Accompanying the nostalgia of again wearing knitted scarves made for me by my grandmother, and sipping coffee from bowls I’ve carried back from Paris, the new place is coincidentally around the corner from where I lived as an art college student. “Rejoined” with a familiar neighborhood which I’ve always appreciated, I’m amusingly making note of various items I’d had with me during those school years which have “returned” with me. As examples, my desk and my bicycle have “been here before.” Revisiting these streets, I’m effortlessly remembering people and places I knew back in the 1980s, with impressions that have lived on to this day. Indeed, “When I was a child, I spake as a child, I understood as a child, I thought as a child: but when I became a man, I put away childish things.” Yet, still, I speaketh much like I didst when I was eighteen years old. Out on a neighborhood stroll, one recent evening, I mused about what would transpire if my present-day self met my undergrad-student self on this shared intersection. Cause for great conversation, but it will have to suffice as journal entries across time.

“Are you really me, sir?”

“I think so, man. In fact, I think I still look like you.”


The new bus stop is canopied. No more being pelted while standing in mud and slush!


Oh, the trouble from which I could’ve saved myself. Continuing my walking, I remember businesses that used to be in some of these luxurified storefronts. The street patterns are as I left them. I’m now becoming acquainted with the No.9A and No.9B bus drivers, after a year-and-a-half with the Congress Street No.1 bus drivers. More new people I’m inviting to the library. “How you doin’, Mister Archivist? Find anything good today?” Always. Between the lurching bus rides and the work shifts, there are plenty of interesting reminders for me, right nearby. How temporal is this residency? I’m noticing myself shrugging off such thoughts, knowing how much effort and expense went into this move. Now out of the former place, it continues to astonish me to realize how egregious it was, and how thankful I am to have survived. There wasn’t a single evening of peace in there. But now it’s past. Let the healing really take effect.

Felix the Cat, warmed from the zero temps, gets to ride up front.


After moving all I could with my car and a rented van, I hired professional movers for the heavy boxes of books and the furniture, to complete the job. One of my former neighbors saw the big vehicle beeping its reverse motion, and asked me the obvious: “Moving day today?” “Better than that,” I replied, “it’s Liberation Day.” True to my word in these pages, my childhood Felix the Cat rode shotgun with me for one of the last carload runs across town. As promised, I found a better place. And I thanked my praying friends at the Saint Anthony Shrine, in Boston. The building here has a wide front porch that nobody else uses. It’s ideal for writing, studying, and fresh air; a great perch for increments of healing.

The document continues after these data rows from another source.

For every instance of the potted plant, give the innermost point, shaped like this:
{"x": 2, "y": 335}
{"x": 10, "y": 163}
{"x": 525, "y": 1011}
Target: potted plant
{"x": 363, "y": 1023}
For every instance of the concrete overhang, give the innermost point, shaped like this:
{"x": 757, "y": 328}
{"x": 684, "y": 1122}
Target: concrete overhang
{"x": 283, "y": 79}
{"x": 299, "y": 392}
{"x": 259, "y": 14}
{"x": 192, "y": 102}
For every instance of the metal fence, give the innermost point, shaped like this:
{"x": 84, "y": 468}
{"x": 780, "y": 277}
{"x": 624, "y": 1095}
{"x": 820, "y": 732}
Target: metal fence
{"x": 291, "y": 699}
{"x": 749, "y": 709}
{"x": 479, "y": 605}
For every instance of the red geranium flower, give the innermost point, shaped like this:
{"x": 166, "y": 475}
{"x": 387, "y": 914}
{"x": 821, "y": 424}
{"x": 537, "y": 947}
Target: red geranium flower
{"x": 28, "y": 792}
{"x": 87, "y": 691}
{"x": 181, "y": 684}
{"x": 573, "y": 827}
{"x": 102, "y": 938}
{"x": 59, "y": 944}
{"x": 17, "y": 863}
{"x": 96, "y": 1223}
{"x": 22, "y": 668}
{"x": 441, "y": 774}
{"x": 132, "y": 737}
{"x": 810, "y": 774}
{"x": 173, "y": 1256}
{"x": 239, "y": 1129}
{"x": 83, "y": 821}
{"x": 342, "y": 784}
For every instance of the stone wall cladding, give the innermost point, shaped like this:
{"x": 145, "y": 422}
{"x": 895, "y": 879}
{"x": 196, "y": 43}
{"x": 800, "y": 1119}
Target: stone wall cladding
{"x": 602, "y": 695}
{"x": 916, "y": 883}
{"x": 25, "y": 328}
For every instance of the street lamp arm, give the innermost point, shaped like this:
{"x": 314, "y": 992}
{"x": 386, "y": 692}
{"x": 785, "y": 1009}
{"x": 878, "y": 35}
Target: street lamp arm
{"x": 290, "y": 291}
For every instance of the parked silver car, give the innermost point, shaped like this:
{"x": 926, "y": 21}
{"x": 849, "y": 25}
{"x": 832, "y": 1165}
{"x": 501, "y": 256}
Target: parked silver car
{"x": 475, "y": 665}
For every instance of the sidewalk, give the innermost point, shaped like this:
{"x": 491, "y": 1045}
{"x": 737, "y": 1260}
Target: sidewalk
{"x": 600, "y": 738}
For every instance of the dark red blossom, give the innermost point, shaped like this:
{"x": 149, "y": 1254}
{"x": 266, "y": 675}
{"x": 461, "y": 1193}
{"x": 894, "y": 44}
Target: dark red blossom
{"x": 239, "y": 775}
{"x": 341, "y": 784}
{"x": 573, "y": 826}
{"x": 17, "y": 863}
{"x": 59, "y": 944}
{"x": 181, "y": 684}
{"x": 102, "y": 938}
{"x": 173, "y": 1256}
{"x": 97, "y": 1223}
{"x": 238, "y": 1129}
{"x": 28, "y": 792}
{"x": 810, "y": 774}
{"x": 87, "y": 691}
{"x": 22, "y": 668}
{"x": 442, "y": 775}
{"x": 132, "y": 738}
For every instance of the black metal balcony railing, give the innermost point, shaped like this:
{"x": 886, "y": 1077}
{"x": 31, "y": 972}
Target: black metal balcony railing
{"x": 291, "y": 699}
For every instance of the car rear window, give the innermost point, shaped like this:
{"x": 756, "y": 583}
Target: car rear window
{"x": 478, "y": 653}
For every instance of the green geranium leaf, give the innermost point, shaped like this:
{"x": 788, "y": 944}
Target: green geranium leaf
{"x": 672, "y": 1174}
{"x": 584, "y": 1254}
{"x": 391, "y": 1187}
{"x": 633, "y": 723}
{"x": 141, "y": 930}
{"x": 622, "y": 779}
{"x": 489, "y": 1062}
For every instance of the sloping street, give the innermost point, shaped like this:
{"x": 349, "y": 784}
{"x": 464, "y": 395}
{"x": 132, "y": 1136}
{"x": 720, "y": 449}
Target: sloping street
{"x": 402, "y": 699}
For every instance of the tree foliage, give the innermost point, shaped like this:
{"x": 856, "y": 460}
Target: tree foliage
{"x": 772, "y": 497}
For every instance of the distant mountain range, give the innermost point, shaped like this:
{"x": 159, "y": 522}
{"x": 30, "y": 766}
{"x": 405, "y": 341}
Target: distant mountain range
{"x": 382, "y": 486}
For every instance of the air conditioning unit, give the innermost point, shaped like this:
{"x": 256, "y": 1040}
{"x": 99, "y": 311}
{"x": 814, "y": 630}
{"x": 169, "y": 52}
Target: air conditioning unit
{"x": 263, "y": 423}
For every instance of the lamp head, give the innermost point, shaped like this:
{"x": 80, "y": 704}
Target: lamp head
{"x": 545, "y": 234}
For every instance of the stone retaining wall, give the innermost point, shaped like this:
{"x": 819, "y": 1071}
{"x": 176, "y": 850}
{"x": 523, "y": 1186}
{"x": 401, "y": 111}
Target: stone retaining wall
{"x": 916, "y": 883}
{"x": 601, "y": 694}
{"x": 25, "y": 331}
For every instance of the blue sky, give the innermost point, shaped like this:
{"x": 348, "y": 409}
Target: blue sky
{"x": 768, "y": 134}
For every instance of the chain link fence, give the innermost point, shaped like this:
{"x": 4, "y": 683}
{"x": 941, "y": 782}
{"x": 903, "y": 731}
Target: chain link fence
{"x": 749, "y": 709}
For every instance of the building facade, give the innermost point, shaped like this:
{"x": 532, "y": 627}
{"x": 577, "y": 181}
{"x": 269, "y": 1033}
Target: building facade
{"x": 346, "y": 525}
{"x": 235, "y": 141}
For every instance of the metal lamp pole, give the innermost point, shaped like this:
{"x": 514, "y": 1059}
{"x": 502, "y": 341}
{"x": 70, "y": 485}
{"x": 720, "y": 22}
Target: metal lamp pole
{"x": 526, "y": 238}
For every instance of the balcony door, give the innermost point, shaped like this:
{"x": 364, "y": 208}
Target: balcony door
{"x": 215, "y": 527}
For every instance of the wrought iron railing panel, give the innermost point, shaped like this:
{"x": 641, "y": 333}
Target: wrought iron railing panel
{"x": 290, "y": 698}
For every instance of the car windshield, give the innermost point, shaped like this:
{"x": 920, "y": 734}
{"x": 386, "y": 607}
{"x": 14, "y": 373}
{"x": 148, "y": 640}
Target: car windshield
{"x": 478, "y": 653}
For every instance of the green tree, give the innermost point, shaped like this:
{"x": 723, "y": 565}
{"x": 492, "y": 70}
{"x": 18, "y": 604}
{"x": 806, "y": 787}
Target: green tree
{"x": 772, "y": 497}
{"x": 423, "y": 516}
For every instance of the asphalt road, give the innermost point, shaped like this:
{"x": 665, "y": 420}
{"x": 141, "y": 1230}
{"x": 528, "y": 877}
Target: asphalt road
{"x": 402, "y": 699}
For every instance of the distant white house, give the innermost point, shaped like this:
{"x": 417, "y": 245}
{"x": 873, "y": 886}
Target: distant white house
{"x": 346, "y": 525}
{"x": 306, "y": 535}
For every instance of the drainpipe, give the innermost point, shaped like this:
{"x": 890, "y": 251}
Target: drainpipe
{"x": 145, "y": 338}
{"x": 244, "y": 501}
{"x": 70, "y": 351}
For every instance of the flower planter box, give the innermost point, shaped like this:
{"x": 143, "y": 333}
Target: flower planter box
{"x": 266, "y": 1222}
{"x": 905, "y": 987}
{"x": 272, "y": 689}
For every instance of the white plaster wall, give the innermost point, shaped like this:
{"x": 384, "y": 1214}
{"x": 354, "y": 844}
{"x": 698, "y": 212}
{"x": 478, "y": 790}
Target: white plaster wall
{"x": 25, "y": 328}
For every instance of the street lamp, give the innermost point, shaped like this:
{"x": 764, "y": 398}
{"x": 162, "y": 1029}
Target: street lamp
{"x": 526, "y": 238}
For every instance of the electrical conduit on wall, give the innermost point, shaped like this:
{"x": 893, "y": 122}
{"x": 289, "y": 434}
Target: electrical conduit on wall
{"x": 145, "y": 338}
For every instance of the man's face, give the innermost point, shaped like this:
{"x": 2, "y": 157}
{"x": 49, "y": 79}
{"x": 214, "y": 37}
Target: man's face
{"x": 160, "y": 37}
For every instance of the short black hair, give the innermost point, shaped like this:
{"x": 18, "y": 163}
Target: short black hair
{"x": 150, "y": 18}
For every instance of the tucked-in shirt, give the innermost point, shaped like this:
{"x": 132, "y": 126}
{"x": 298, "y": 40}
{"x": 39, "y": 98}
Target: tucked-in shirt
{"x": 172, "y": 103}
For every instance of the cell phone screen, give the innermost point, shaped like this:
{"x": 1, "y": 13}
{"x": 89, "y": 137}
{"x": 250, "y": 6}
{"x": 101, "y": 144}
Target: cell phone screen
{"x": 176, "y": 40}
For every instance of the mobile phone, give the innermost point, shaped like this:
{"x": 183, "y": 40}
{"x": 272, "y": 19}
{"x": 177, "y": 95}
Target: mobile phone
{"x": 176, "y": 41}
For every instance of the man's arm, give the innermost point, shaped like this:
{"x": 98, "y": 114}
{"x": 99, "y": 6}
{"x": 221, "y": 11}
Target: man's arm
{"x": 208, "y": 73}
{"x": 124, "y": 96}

I’m reminded of the one episode, back in 2015, when I had to deal with a serious back injury. The severity of the pain was such that each motion I’d previously taken for granted was accompanied by wincing and gasping. I made as many medical and therapeutic appointments as possible, tenaciously intent to be done with pain so disruptive I had to tie my shoes while lying on my back. The healing process could not be hurried, so I was told, and took about two months. On the first day without any noticeable pain, I elatedly took a meandering bicycle ride. It was amazing to me. Naturally, I returned to taking my flexibility for granted, though since then I’ve become adept at healthful stretching- not to mention wise ways to move heavy objects! The new dwelling place is in an old, creaky building- but it’s tidy, quiet, and gets a lot of sunlight. My general sense is that of a restart. Between work commitments, I’m enjoying the porch as much as I can, and look forward to the more verdant months. Healing is taking time, but I know where all the totes are that house my writing materials. Everything is labeled and ready for use.

the final night in the compartment. of course I wrote about it.